Paxton’s interest in Rumble, a YouTube-like website popular among US conservative political commentators, is also perhaps unexpected given his track record of partisan views about social media companies. Rumble has touted itself as a haven for free expression, unlike platforms that engage in allegedly heavier content moderation. Paxton is a Republican and has criticized platforms that unfairly silence Texans.
The privacy experts who spoke with WIRED described Rumble, Quora, and WeChat as unusual suspects but declined to speculate on the rationale behind their inclusion in the investigation. Josh Golin, executive director of the nonprofit Fairplay, which advocates for digital safety for kids, says concerns aren’t always obvious. Few advocacy groups worried about Pinterest, for example, until the case of a British teen who died from self-harm following exposure to sensitive content on the platform, he says.
Paxton’s press release last month called his new investigation “a critical step toward ensuring that social media and AI companies comply with our laws designed to protect children from exploitation and harm.”
The United States Congress has never passed a comprehensive privacy law, and it hasn’t significantly updated child online safety rules in a quarter century. That has left state lawmakers and regulators to play a big role.

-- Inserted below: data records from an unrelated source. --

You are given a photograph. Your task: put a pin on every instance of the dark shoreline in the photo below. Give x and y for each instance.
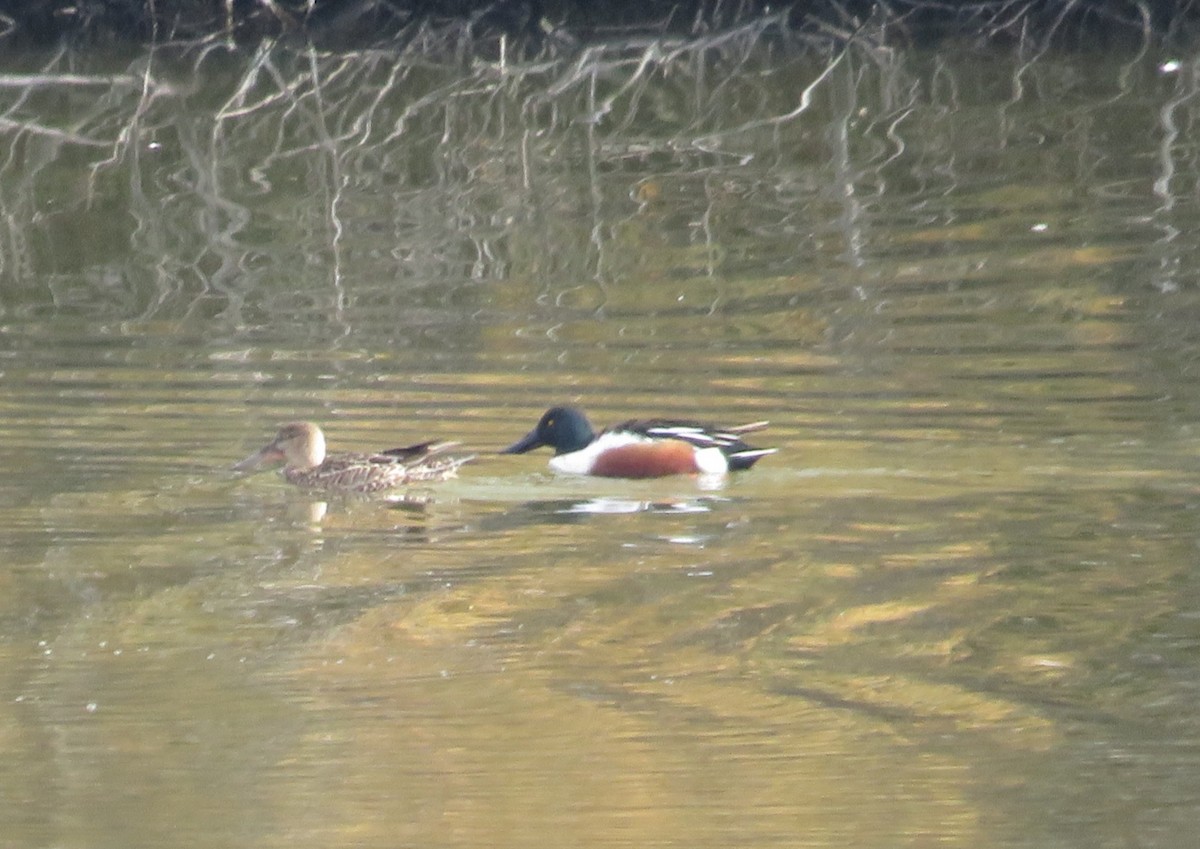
(534, 26)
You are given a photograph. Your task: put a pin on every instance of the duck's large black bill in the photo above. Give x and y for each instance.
(527, 443)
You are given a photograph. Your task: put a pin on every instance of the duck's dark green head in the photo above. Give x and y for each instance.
(563, 428)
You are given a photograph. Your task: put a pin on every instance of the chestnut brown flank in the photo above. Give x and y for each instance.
(649, 459)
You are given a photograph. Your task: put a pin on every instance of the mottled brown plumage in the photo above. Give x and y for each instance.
(300, 446)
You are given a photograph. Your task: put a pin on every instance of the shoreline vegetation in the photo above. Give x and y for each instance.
(529, 28)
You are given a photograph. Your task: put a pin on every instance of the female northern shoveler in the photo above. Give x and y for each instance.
(653, 447)
(301, 447)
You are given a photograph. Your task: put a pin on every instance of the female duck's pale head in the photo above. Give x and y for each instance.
(299, 446)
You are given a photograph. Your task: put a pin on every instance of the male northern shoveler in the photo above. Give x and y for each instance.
(301, 447)
(653, 447)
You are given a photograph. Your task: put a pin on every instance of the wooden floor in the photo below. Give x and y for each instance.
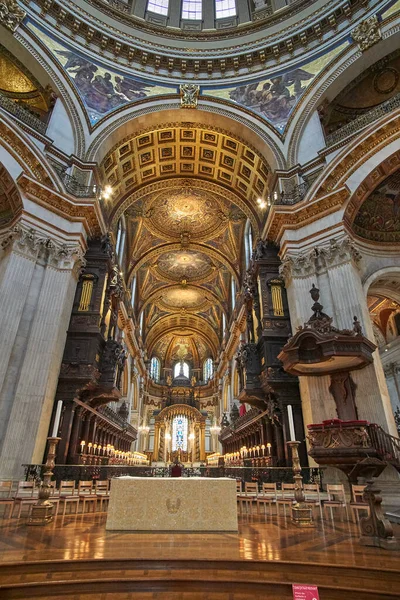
(76, 558)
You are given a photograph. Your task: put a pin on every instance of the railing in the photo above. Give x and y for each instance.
(387, 446)
(363, 120)
(23, 114)
(259, 474)
(74, 187)
(116, 418)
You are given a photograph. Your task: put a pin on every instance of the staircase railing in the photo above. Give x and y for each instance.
(387, 446)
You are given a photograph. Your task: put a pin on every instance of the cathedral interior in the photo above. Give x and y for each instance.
(200, 286)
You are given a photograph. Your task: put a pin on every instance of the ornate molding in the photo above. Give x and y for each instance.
(11, 15)
(32, 244)
(189, 95)
(367, 33)
(307, 264)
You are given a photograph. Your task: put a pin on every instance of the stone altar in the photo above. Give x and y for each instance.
(177, 504)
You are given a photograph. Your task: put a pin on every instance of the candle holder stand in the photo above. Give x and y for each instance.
(42, 511)
(302, 513)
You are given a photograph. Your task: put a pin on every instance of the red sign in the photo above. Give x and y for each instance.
(305, 592)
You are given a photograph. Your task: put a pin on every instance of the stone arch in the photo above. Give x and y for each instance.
(152, 112)
(332, 81)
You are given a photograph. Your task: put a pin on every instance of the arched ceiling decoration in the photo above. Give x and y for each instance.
(378, 218)
(185, 150)
(373, 87)
(186, 193)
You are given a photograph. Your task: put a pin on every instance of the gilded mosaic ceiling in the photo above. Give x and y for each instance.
(185, 233)
(184, 265)
(183, 149)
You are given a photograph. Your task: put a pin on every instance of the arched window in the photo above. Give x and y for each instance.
(121, 231)
(192, 10)
(155, 368)
(181, 368)
(208, 369)
(248, 243)
(158, 6)
(141, 321)
(225, 8)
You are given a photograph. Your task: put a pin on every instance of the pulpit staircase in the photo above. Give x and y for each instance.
(387, 446)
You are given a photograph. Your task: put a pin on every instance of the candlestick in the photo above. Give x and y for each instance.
(291, 423)
(42, 510)
(57, 419)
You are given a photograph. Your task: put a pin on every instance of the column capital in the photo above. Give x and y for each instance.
(312, 262)
(32, 244)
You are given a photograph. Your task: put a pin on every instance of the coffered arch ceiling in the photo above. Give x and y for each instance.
(186, 194)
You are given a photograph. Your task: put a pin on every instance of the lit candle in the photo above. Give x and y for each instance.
(291, 423)
(57, 419)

Paxton’s investigation centers on compliance with Texas’ Securing Children Online through Parental Empowerment Act, or SCOPE, which went into effect in September. It applies to any website or app with social media or chat functions and that registers users under the age of 18, making it more expansive than the federal law, which covers only services catering to under-13 users.
SCOPE requires services to ask for users’ age and provide parents or guardians power over kids’ account settings and user data. Companies also are barred from selling information gathered about minors without parental permission. In October, Paxton sued TikTok for allegedly violating the law by providing inadequate parental controls and disclosing data without consent. TikTok has denied the allegations.

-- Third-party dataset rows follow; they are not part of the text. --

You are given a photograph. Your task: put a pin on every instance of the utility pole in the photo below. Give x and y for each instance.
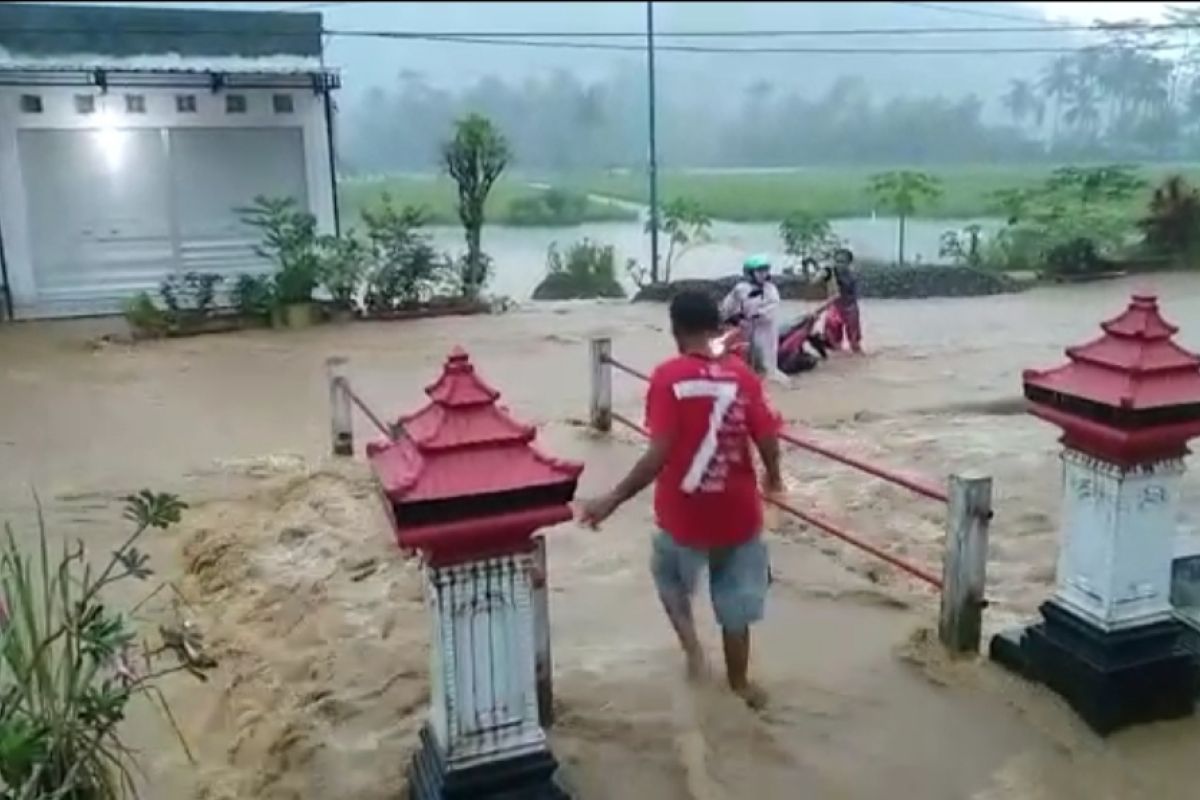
(654, 146)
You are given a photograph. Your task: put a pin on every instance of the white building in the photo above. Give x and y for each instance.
(129, 136)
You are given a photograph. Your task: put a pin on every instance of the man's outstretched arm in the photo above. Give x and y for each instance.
(593, 512)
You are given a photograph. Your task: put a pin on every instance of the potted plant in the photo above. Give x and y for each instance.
(289, 240)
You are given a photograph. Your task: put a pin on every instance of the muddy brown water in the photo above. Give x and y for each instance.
(318, 625)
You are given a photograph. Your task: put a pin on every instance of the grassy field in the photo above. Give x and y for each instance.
(439, 197)
(834, 191)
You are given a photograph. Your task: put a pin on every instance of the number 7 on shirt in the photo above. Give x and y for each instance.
(724, 394)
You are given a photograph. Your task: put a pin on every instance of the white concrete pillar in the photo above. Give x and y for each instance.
(1117, 540)
(484, 690)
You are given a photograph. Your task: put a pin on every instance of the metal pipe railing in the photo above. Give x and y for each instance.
(967, 498)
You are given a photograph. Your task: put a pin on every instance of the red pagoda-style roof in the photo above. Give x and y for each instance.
(467, 473)
(1128, 395)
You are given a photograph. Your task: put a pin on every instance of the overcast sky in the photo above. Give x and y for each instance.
(1086, 12)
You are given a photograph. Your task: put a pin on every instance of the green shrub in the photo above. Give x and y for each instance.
(587, 270)
(405, 266)
(144, 317)
(291, 242)
(190, 295)
(253, 295)
(343, 264)
(70, 663)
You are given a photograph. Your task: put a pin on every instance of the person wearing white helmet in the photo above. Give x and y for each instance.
(754, 302)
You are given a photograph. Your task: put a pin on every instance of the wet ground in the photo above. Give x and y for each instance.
(862, 705)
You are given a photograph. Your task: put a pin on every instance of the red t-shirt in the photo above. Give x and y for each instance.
(709, 409)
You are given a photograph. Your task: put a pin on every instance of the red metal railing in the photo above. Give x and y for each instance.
(385, 429)
(816, 521)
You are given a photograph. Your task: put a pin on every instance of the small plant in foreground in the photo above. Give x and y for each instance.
(70, 663)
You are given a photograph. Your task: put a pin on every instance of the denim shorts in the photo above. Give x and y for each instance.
(737, 577)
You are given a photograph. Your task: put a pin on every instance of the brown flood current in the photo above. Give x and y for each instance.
(317, 621)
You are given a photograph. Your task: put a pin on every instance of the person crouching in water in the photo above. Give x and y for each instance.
(754, 304)
(845, 318)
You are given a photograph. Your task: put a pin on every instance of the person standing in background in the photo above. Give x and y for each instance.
(846, 319)
(754, 301)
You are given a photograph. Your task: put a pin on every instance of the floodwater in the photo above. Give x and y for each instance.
(286, 563)
(520, 253)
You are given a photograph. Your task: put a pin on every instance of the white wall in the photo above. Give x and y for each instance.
(59, 113)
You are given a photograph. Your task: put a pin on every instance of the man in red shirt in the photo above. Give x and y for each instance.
(703, 411)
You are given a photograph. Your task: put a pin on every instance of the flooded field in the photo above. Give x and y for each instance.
(520, 253)
(317, 623)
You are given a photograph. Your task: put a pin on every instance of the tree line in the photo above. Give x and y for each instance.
(1121, 98)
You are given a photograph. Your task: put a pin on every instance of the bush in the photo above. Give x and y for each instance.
(555, 206)
(253, 295)
(70, 663)
(588, 270)
(291, 242)
(144, 316)
(405, 266)
(342, 268)
(190, 295)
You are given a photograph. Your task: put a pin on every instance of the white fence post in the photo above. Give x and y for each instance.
(543, 663)
(601, 384)
(341, 421)
(965, 563)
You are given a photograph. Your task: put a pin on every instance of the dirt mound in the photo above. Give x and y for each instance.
(318, 626)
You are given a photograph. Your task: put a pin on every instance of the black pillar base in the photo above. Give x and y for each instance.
(1113, 679)
(525, 777)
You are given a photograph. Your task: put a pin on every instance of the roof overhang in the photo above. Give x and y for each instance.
(214, 76)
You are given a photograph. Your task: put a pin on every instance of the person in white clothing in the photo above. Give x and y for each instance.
(754, 305)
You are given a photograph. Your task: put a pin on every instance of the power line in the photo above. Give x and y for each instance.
(454, 38)
(1109, 28)
(803, 32)
(983, 14)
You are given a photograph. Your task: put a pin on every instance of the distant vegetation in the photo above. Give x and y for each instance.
(1126, 94)
(835, 192)
(585, 271)
(511, 202)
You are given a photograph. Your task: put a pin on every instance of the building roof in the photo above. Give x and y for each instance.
(66, 36)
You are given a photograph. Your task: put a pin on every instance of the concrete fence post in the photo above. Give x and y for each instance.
(544, 667)
(341, 421)
(601, 384)
(965, 565)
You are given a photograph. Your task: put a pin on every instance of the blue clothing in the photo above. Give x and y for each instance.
(737, 578)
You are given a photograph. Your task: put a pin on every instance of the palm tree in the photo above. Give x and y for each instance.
(904, 192)
(1057, 82)
(1084, 114)
(1020, 101)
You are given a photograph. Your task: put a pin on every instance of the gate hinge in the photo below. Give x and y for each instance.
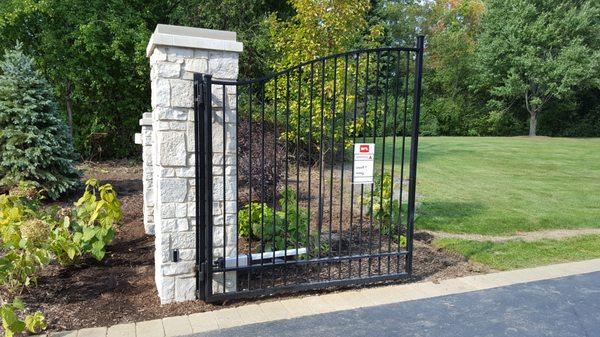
(201, 93)
(201, 270)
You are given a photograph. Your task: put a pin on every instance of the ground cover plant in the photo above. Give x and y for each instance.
(32, 235)
(275, 229)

The investigation announced last month also referenced the Texas Data Privacy and Security Act, or TDPSA, which became effective in July and requires parental consent before processing data about users younger than 13. Paxton’s office has asked the companies being investigated to detail their compliance with both the SCOPE Act and the TDPSA, according to legal demands obtained through the public records request.

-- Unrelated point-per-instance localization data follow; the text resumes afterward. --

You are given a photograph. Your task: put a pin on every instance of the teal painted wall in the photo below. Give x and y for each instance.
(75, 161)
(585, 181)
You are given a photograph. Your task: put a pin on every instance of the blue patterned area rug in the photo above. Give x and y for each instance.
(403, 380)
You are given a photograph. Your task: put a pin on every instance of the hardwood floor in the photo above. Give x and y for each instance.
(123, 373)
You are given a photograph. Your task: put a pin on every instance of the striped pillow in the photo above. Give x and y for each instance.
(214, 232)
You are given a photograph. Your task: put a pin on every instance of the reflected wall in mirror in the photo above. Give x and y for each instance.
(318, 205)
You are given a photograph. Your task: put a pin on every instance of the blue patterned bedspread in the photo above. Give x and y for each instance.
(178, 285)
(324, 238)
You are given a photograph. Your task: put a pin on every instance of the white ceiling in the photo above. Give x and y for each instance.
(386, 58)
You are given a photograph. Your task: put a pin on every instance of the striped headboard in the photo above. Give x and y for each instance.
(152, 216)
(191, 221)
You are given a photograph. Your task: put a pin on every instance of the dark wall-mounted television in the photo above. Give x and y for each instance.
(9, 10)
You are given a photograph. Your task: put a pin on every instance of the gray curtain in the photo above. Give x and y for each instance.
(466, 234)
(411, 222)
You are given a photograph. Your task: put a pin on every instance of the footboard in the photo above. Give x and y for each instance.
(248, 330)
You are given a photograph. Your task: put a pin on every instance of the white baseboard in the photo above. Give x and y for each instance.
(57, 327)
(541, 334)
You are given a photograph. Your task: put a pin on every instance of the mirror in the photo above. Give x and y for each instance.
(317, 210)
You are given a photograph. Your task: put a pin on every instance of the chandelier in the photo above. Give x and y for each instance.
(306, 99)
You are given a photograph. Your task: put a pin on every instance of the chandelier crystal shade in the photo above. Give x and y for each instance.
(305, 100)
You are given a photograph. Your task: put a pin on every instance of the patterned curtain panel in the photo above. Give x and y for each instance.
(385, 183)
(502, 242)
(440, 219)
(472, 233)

In total, companies must answer eight questions by next week, including the number of Texas minors they count as users and have barred for registering an inaccurate birthdate. Lists of whom minors’ data is sold or shared with have to be turned over. Whether any companies have already responded to the demand couldn’t be learned.
Tech company lobbying groups are challenging the constitutionality of SCOPE Act in court. In August, they secured an initial and partial victory when a federal judge in Austin, Texas, ruled that a provision requiring companies to take steps to prevent minors from seeing self-harm and abusive content was too vague.
But even a complete win might not be a salve for tech companies. States including Maryland and New York are expected to enforce similar laws starting later this year, says Ariel Fox Johnson, an attorney and principal of the consultancy Digital Smarts Law & Policy. And state attorneys general could resort to pursuing narrower cases under their tried-and-true laws barring deceptive business practices. “What we see is often information gets shared or sold or disclosed in ways families didn’t expect or understand,” Johnson says. “As more laws are enacted that create firm requirements, it seems to be becoming more clear that not everybody is in compliance.”